Balance Sheet The balance sheet looks conservative and resilient. The company holds a solid cash position and carries very little debt, so it appears to be in a net cash state. Total assets and equity have drifted down slightly from prior peaks but remain robust, suggesting no sign of balance‑sheet stress. This gives the company flexibility to keep investing through the downturn, withstand volatility in orders, and potentially pursue selective acquisitions or strategic shifts without overreliance on borrowing.


Cash Flow

Cash Flow Even in the recent weaker environment, the business has continued to generate positive operating cash flow, though at much lower levels than during the boom years. Capital spending remains modest and disciplined, so free cash flow has stayed positive, again well below prior peaks but still in the black. This pattern indicates that the core business throws off cash even when earnings dip, which helps support ongoing R&D, restructuring, and shareholder returns through the cycle.


Competitive Edge

Competitive Edge Kulicke & Soffa operates in a niche but critical part of the semiconductor value chain, focused on assembly and packaging equipment. Its long history, strong installed base, and deep relationships with leading chip makers and OSATs are important strengths.

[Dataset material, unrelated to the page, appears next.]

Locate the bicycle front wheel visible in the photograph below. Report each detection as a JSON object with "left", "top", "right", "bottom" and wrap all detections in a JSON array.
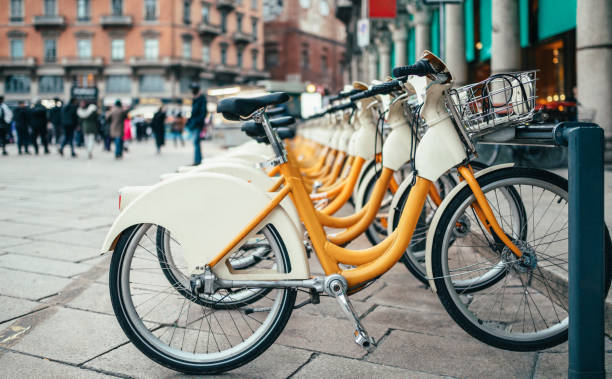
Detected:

Customers face high switching costs once tools are qualified, which supports recurring demand and service revenue. The company competes with other specialized equipment makers, but its scale, global service footprint across Asia, and reputation for reliability give it a meaningful, if not unassailable, competitive edge. The main risk is that technology transitions in packaging are fast and unforgiving, so maintaining this position depends on staying at the leading edge of process needs for AI, power devices, and advanced packaging.


Innovation and R&D

Innovation and R&D Innovation is a clear centerpiece of the strategy. The company has built a broad portfolio around advanced packaging, including thermo‑compression bonding platforms for high‑performance and AI chips, mini and micro LED placement solutions, and modern wire‑bonding and power‑device tools. Strategic acquisitions have added laser‑based die transfer and precision dispensing capabilities, widening its toolkit for next‑generation displays and electronics. Software and factory‑automation offerings further embed KLIC in customers’ workflows. The decision to exit lower‑priority electronics assembly and focus R&D on core semiconductor, advanced packaging, display, and battery‑related solutions underscores a deliberate push toward higher‑growth, higher‑value segments—but also concentrates execution risk in fewer, more advanced technology bets.


Summary

Kulicke & Soffa is a mature semiconductor equipment company navigating a cyclical downturn. Financially, revenue and earnings have fallen sharply from recent highs, even turning slightly negative at the bottom of the cycle, but the firm still generates cash and carries a strong, low‑debt balance sheet. That combination provides staying power. Competitively, it benefits from decades of process know‑how, entrenched customer relationships, and a solid presence in advanced packaging and display technologies. Its innovation agenda—particularly in thermo‑compression bonding, mini/micro LED, power semiconductors, and emerging battery assembly—targets meaningful long‑term industry trends like AI, electrification, and advanced displays. The key question looking ahead is not whether the company is financially sound—it appears to be—but how effectively and how quickly it can convert its technology roadmap and strategic focus into renewed, more stable growth as the semiconductor cycle turns up again.